On a rainy day in Wilcannia, the only people on the street are men and women in medical scrubs and face masks. These volunteers are dropping off much-needed supplies – vegetables, meat, milk, nappies – to the community’s most vulnerable.
The town’s 700-odd residents are in their fourth week of lockdown, and dealing with a worsening COVID-19 outbreak that’s already infected 13 per cent of the population.
But without access to grocery deliveries in NSW’s remote far west, many of Wilcannia’s mostly Aboriginal residents were struggling to get food when the lockdown began.
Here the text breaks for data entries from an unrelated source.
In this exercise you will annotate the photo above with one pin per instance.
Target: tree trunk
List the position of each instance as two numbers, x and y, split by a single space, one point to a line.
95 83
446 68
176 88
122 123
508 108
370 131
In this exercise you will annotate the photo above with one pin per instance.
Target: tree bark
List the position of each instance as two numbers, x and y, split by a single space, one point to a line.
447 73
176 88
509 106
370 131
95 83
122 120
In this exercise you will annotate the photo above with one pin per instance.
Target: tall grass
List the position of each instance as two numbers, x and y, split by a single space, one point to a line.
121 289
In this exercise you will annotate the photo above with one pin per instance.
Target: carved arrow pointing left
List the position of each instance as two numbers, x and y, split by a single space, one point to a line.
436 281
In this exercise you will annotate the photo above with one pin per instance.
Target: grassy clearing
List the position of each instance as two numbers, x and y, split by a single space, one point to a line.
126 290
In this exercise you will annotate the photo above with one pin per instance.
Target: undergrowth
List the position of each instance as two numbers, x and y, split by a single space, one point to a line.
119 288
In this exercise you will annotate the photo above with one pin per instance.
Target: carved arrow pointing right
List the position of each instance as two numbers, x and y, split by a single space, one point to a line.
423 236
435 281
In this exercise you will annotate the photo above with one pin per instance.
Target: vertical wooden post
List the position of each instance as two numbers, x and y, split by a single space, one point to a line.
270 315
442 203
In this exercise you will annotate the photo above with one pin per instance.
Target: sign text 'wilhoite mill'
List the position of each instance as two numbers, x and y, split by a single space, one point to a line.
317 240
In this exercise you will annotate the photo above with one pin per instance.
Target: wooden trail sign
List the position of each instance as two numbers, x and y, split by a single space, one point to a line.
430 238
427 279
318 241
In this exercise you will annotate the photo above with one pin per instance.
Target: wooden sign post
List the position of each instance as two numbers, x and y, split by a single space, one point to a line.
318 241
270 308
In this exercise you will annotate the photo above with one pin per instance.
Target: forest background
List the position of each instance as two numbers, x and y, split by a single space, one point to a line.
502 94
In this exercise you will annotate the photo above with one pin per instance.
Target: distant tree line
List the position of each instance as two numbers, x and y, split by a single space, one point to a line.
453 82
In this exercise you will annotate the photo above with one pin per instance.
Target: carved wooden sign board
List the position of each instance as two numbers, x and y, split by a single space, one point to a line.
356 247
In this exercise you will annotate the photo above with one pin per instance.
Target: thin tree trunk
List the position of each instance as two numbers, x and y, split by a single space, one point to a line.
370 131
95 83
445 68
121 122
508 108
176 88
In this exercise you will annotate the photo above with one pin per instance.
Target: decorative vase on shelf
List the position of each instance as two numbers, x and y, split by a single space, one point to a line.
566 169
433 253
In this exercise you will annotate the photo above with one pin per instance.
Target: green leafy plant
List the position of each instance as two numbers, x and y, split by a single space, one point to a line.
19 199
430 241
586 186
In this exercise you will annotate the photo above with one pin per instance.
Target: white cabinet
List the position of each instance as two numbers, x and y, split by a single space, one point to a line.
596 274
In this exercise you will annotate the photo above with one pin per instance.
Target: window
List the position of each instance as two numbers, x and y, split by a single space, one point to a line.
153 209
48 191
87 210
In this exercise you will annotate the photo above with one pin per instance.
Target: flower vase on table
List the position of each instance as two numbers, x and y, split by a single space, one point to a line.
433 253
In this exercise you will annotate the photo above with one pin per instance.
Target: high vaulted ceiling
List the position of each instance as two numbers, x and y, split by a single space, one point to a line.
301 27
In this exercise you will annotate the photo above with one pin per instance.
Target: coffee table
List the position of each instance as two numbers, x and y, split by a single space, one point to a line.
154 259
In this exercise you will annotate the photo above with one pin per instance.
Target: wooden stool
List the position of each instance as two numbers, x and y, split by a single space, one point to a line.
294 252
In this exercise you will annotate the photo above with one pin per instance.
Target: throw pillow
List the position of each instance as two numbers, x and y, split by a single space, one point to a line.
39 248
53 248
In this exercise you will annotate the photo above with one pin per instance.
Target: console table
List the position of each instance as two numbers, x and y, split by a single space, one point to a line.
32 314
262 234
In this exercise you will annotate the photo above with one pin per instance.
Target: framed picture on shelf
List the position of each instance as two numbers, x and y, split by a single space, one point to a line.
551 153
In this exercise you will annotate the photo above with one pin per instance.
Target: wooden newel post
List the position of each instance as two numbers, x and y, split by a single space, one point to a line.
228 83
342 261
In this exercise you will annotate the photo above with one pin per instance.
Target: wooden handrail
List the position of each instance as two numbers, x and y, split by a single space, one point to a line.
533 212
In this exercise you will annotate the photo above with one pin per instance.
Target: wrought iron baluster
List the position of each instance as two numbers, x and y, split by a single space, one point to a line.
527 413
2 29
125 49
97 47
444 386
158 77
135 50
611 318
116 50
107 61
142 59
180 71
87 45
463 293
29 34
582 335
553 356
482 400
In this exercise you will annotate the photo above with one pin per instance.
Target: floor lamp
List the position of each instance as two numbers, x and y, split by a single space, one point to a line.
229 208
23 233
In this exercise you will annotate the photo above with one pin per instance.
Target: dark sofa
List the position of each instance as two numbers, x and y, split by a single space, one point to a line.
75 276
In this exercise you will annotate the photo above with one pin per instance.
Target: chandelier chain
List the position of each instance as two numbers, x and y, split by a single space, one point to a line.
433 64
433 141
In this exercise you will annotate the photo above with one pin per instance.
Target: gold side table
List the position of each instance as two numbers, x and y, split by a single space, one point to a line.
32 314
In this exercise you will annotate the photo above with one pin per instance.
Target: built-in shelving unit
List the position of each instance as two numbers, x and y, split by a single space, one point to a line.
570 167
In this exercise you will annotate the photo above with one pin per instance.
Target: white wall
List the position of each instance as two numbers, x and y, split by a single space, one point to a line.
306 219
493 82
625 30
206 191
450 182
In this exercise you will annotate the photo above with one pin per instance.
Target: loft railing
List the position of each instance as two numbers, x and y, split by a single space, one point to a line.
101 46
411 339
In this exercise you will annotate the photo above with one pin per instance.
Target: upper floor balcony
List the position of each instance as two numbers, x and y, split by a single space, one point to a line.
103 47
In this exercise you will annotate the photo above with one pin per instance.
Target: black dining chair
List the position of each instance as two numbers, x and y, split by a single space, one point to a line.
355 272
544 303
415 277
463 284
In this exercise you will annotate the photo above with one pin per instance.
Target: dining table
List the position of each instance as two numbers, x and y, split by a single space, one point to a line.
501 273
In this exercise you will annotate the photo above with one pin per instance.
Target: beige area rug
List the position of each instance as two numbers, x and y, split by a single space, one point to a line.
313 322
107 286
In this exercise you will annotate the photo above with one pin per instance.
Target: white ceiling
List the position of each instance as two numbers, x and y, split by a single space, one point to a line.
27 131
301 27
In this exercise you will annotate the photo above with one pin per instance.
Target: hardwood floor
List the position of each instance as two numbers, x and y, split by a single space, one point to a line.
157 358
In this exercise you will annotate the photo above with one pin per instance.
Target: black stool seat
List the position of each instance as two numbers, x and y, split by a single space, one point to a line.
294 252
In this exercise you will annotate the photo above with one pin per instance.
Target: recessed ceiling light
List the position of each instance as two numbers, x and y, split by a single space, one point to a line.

“We don’t have Uber Eats, we don’t have click and collect, we don’t have delivery services,” Sarah Donnelly, the woman organising the town’s volunteer efforts, told the Herald. “When families found themselves suddenly plunged into isolation, there was an inability to get food and other essential items to them.”
For those in Wilcannia, a 400-kilometre round-trip journey to the shops in Broken Hill is a matter of routine. With one small grocer in the town, people have to leave if they want to buy affordable essential supplies.
“There was simply a supply issue of how much stock was here; obviously it wasn’t enough to support the town,” Ms Donnelly said.
Along with roughly a dozen volunteers, Ms Donnelly has organised the delivery of nearly 1100 hampers filled with food and hygiene products over the past two weeks. More than 700 of those hampers came from Resilience NSW, with the rest personal or corporate donations.
“We’ve had donations pour in from actually all around Australia almost,” she said.